02-17-2017 05:36 AM
Hello,
I need help because one client got daily backup error (status 41).
Impacted policies are standard policy which backup oracle database folder and system policy with full schedule so when the amount of data to backup is high.
the bpbkar process hung when it arrive to "begin writing state".
sometimes there a trace of backup flow like 32 Kilobytes so less performance but the backup is so long and also canceled.
i tried to redirect the backup policies on several other media server available but the issue is the same so i know that the issue is on client side.
i tried many policy/client configuration found on the foum topic:
-increse client timeout
-activate the multiple datastream
-as the database policies have to be encrypted i tried to disable the encryption option and check the server processor load but nothing monopolize cpu ressource.
-i tried to disable client/side deduplication too but no more emprouvement.
so bpbkar stay indefinitely active on the server until a timeout occurs with status code 41.
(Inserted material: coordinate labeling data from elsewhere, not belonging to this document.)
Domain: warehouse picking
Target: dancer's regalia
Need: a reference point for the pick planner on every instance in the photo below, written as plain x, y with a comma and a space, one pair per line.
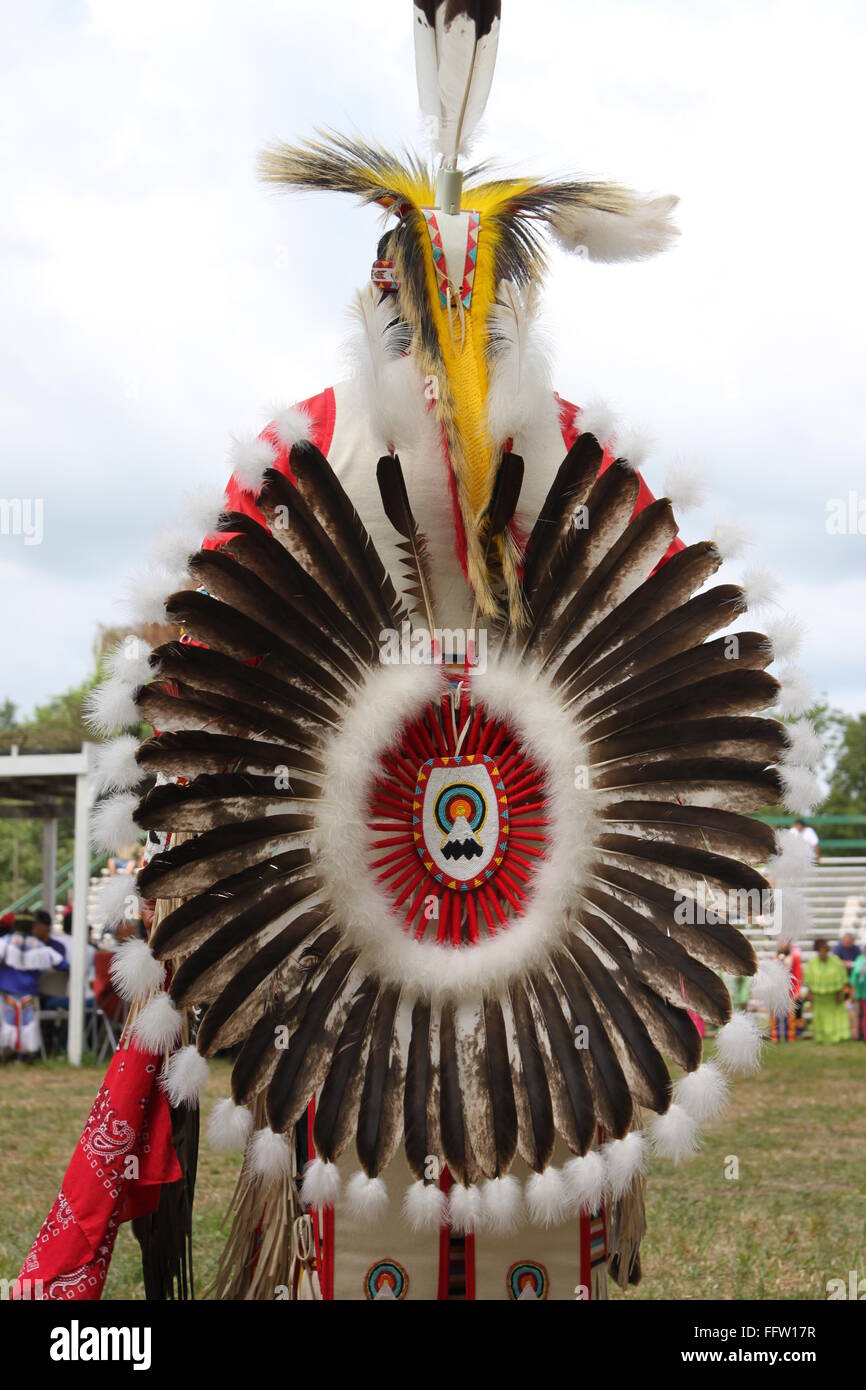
451, 758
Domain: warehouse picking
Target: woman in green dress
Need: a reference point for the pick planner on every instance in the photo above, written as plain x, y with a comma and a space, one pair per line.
824, 976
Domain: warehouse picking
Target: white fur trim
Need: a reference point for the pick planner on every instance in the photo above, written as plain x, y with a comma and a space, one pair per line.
114, 766
202, 509
801, 788
110, 705
805, 744
292, 426
624, 1161
362, 430
772, 986
642, 228
424, 1207
111, 823
674, 1134
585, 1180
634, 446
793, 861
387, 381
228, 1126
159, 1025
171, 549
793, 913
502, 1198
366, 1197
320, 1184
702, 1093
761, 590
599, 419
352, 758
464, 1208
148, 592
730, 538
795, 695
270, 1157
784, 635
185, 1076
134, 969
738, 1044
116, 901
520, 385
249, 455
129, 662
546, 1197
685, 485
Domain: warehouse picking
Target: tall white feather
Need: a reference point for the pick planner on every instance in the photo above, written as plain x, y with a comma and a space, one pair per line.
453, 68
Master and media server are in 7.6.1.2 version
client is an AIX 5 3 in 7.5.0.7 version
If anyone have an idea to reveal the issue?
Thanks.
Solved! Go to Solution.
02-21-2017 05:51 AM
Snippets of logs do not help when full data transfer path needs to be followed.
If you cannot upload the full logs here (as .txt files), then best to log a Support call with Veritas where you can submit/upload complete log files.
02-17-2017 05:49 AM
First of, a file backup of a running Oracle database is not a good idea as the database will be inconsistent in a restore situation.
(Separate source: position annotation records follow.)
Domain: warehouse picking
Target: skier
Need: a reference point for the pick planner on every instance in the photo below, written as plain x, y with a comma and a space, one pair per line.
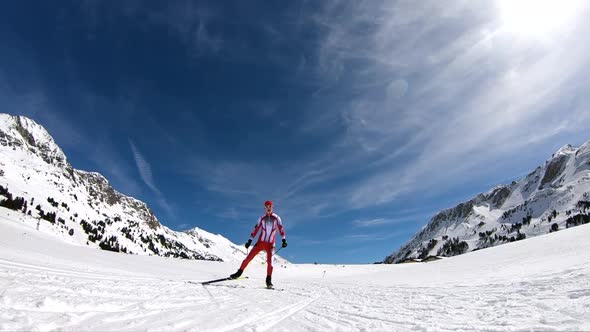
268, 225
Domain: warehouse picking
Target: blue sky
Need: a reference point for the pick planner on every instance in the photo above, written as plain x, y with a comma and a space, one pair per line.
359, 119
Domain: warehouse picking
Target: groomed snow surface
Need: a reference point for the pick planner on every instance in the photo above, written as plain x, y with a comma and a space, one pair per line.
542, 283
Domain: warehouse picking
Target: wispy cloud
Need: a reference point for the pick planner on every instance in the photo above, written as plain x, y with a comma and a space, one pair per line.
145, 172
444, 87
363, 223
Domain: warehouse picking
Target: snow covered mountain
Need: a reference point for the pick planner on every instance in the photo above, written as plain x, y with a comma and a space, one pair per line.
81, 207
554, 196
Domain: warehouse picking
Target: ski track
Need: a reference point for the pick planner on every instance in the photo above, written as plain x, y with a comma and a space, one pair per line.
73, 303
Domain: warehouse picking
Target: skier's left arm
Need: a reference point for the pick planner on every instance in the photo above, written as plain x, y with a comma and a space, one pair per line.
282, 231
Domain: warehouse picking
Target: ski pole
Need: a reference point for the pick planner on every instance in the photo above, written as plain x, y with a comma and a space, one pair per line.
277, 251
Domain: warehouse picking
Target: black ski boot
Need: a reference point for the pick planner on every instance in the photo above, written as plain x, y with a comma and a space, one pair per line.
237, 274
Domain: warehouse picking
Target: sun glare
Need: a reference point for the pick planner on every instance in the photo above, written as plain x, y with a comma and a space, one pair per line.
537, 18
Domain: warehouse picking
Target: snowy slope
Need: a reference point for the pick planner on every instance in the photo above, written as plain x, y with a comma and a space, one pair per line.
82, 208
46, 284
553, 197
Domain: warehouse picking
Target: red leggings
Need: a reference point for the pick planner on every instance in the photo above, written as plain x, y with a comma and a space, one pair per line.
258, 247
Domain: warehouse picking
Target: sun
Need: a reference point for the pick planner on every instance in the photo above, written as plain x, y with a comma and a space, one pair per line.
537, 18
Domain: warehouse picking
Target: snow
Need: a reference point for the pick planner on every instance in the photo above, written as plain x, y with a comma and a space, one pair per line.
46, 284
28, 170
My suggestion is exclude the database files (usually called .dbf) and use either agent based or rman dump to backup the oracle database. Confer with your DBA about which solution is best.
02-17-2017 08:25 AM
Mark that as a solution! Michael is absolutely correct. In fact, I would suggest that for simplicity, you seperate the database and log files into their own directories for simplicity in excluding them.
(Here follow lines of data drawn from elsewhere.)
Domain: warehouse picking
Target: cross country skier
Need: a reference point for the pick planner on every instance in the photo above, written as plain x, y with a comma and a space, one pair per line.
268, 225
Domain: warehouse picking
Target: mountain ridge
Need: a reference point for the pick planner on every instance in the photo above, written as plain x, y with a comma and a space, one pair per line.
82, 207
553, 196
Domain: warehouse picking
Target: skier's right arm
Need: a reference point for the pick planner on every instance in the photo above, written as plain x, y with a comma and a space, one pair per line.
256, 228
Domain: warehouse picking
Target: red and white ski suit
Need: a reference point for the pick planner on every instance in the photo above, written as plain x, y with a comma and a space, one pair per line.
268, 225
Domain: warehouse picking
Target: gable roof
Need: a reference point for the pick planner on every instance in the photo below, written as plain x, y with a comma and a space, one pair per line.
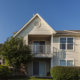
36, 15
68, 33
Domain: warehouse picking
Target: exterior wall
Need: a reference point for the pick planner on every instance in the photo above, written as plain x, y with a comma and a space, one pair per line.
30, 66
70, 55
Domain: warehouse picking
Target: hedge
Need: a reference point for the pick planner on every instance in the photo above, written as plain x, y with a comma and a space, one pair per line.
4, 72
65, 73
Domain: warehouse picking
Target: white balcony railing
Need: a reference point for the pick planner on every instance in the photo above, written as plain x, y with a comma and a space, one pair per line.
40, 49
60, 54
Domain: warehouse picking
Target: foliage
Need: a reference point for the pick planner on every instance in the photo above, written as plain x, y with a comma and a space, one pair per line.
16, 53
65, 73
4, 72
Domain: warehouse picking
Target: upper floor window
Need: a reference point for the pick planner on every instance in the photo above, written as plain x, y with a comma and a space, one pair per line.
66, 62
66, 43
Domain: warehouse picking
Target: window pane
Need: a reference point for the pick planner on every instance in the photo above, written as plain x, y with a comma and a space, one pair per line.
62, 46
62, 63
69, 46
69, 40
62, 40
70, 63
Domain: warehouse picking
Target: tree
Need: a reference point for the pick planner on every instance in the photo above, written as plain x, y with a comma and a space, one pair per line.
17, 54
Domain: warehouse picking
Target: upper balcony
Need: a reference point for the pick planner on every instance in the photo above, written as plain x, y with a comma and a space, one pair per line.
41, 50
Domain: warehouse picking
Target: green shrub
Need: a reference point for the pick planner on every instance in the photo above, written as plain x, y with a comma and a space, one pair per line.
65, 73
4, 72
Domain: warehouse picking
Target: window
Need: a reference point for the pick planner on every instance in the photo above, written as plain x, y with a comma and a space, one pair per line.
39, 46
63, 62
66, 62
66, 43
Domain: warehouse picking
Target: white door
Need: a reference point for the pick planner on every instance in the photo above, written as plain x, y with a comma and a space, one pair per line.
42, 69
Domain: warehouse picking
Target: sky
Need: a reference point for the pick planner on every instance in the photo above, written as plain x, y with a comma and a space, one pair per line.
59, 14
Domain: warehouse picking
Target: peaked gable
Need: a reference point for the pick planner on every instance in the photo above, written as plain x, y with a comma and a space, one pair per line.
35, 26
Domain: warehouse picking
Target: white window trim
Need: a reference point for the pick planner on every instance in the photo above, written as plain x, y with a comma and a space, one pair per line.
66, 44
66, 61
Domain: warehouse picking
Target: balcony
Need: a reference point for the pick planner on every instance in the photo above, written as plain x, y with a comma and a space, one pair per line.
41, 50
excluding /oracle/db and /oracle/logs will be easier than exluding *.dbf, since it will have to scan for them...
02-20-2017 03:34 AM - edited 02-20-2017 03:36 AM
Hello
thank for all reply.
I'll check with dba administrator if we can improve this backup but we have a lot of database backup policies implemented as this one with status code 0.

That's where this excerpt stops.